In 1998, the film was selected for preservation in the United States National Film Registry by the Library of Congress as being "culturally, historically, or aesthetically significant".

==Meaning of the title==

The term "twelve o'clock high" refers to the practice of calling out the positions of attacking enemy aircraft by reference to an imaginary clock face, with the bomber at the center. The terms "high" (above the bomber), "level" (at the same altitude as the bomber) and "low" (below the bomber) further refine the location of the enemy. Thus "twelve o'clock high" meant the attacker was approaching from directly ahead and above. This location was preferred by German fighter pilots because, until the introduction of the Bendix chin turret in the B-17G model, the nose of the B-17 was the most lightly armed and vulnerable part of the bomber. Enemy fighter aircraft diving from above were also more difficult targets for the B-17 gunners due to their high closing speeds.

Bartlett's wife, actress Ellen Drew, named the story after hearing Bartlett and Lay discuss German fighter tactics, which usually involved head-on attacks from "twelve o'clock high".

==Radio and television==

Gregory Peck repeated his role as General Savage on a Screen Guild Players radio broadcast on September 7, 1950.

Twelve O'Clock High later became a television series of the same name that premiered on the ABC network in 1964 and ran for three seasons. Robert Lansing played General Savage. At the end of the first season, Lansing was replaced by Paul Burke, who played Colonel Joseph Anson "Joe" Gallagher, a character loosely based on Ben Gately from the novel. Much of the combat footage seen in the film was reused in the television series.

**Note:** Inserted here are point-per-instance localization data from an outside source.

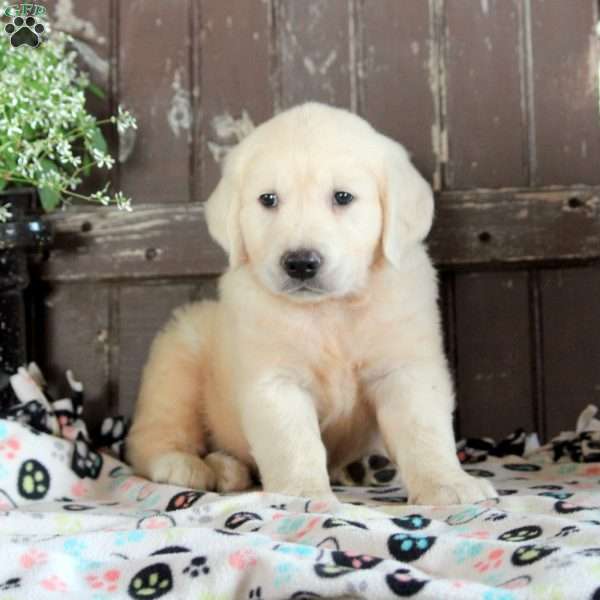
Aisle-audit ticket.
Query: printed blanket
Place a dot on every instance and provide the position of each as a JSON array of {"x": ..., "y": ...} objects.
[{"x": 76, "y": 523}]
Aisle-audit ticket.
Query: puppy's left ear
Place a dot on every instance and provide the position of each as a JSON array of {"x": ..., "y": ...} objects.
[
  {"x": 407, "y": 202},
  {"x": 222, "y": 211}
]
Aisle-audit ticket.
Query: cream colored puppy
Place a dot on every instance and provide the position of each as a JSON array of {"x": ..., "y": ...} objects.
[{"x": 326, "y": 330}]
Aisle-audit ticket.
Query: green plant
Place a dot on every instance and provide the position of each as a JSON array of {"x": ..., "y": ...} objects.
[{"x": 48, "y": 139}]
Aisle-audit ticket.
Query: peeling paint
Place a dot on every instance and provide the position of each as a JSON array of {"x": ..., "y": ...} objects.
[
  {"x": 93, "y": 60},
  {"x": 179, "y": 115},
  {"x": 66, "y": 20},
  {"x": 312, "y": 68},
  {"x": 230, "y": 131}
]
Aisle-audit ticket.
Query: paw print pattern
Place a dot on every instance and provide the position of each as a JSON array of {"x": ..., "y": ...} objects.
[
  {"x": 25, "y": 31},
  {"x": 107, "y": 581},
  {"x": 530, "y": 553},
  {"x": 86, "y": 462},
  {"x": 354, "y": 560},
  {"x": 10, "y": 584},
  {"x": 151, "y": 582},
  {"x": 406, "y": 548},
  {"x": 184, "y": 500},
  {"x": 197, "y": 567},
  {"x": 493, "y": 560},
  {"x": 411, "y": 522},
  {"x": 521, "y": 534},
  {"x": 402, "y": 583},
  {"x": 34, "y": 480},
  {"x": 567, "y": 530},
  {"x": 236, "y": 520}
]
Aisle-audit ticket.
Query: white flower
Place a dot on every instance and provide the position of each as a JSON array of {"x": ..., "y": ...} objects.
[{"x": 5, "y": 213}]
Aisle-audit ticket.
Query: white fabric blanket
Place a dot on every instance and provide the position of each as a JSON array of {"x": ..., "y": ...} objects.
[{"x": 107, "y": 534}]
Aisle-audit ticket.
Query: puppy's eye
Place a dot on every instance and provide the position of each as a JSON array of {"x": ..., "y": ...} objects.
[
  {"x": 269, "y": 200},
  {"x": 342, "y": 198}
]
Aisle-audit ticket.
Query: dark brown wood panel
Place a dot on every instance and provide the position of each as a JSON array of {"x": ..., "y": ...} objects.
[
  {"x": 316, "y": 52},
  {"x": 399, "y": 78},
  {"x": 471, "y": 228},
  {"x": 143, "y": 310},
  {"x": 565, "y": 90},
  {"x": 571, "y": 349},
  {"x": 484, "y": 120},
  {"x": 494, "y": 358},
  {"x": 154, "y": 82},
  {"x": 75, "y": 320},
  {"x": 230, "y": 100}
]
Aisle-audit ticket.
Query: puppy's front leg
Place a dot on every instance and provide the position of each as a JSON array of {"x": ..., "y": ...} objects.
[
  {"x": 414, "y": 411},
  {"x": 281, "y": 425}
]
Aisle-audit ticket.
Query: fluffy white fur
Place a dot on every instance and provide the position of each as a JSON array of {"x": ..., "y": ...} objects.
[{"x": 297, "y": 380}]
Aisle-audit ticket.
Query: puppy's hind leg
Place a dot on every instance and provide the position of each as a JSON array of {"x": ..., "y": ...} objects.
[{"x": 167, "y": 434}]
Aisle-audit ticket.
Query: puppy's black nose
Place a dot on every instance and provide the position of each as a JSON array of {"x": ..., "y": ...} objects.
[{"x": 301, "y": 264}]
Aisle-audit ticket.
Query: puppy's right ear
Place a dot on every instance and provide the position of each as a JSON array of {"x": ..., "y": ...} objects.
[{"x": 222, "y": 212}]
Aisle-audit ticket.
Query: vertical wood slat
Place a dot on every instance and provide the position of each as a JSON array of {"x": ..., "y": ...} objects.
[
  {"x": 398, "y": 77},
  {"x": 154, "y": 82},
  {"x": 571, "y": 343},
  {"x": 493, "y": 353},
  {"x": 75, "y": 336},
  {"x": 143, "y": 310},
  {"x": 233, "y": 62},
  {"x": 316, "y": 48},
  {"x": 484, "y": 119},
  {"x": 566, "y": 102}
]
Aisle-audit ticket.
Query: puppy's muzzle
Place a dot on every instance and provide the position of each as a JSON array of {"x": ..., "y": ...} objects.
[{"x": 301, "y": 264}]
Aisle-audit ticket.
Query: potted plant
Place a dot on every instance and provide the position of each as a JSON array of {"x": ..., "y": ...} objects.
[{"x": 49, "y": 142}]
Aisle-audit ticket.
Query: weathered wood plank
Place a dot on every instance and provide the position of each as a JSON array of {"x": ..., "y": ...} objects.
[
  {"x": 154, "y": 82},
  {"x": 230, "y": 100},
  {"x": 471, "y": 228},
  {"x": 316, "y": 52},
  {"x": 398, "y": 77},
  {"x": 493, "y": 353},
  {"x": 143, "y": 310},
  {"x": 484, "y": 118},
  {"x": 565, "y": 76},
  {"x": 74, "y": 334},
  {"x": 571, "y": 344}
]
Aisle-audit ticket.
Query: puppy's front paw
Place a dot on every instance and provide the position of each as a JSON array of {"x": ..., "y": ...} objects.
[
  {"x": 231, "y": 474},
  {"x": 185, "y": 470},
  {"x": 456, "y": 489}
]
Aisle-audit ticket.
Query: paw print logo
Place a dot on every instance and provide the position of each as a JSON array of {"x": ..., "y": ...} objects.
[
  {"x": 521, "y": 534},
  {"x": 197, "y": 567},
  {"x": 34, "y": 480},
  {"x": 25, "y": 31},
  {"x": 106, "y": 581},
  {"x": 151, "y": 582}
]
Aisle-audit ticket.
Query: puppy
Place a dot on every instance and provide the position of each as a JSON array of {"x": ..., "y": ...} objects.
[{"x": 326, "y": 333}]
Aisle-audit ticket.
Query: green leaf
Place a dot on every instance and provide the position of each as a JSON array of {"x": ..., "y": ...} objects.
[
  {"x": 50, "y": 199},
  {"x": 98, "y": 142},
  {"x": 98, "y": 92}
]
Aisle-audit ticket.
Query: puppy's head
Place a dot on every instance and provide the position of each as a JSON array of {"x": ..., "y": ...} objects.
[{"x": 306, "y": 200}]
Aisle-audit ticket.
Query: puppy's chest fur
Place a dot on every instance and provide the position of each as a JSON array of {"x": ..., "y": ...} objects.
[{"x": 335, "y": 370}]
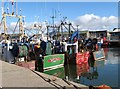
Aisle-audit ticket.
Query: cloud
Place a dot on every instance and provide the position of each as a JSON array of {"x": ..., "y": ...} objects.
[
  {"x": 94, "y": 22},
  {"x": 87, "y": 22}
]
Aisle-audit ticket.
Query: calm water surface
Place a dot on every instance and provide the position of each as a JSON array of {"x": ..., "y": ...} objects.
[{"x": 95, "y": 73}]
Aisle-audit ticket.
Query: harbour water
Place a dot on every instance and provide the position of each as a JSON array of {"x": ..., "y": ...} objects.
[{"x": 96, "y": 73}]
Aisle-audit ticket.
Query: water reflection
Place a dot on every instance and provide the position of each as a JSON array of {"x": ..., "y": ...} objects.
[{"x": 96, "y": 72}]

Many of the television show's ground scenes were filmed at the Chino, California, airport, which had been used for training Army pilots during the war, and where a replica of a control tower, typical of the type seen at an 8th Air Force airfield in England, was built. The airfield itself was used in the immediate postwar period as a dump for soon-to-be-scrapped fighters and bombers, and was used for the penultimate scene in The Best Years of Our Lives when Dana Andrews relives his wartime experiences and goes on to rebuild his life.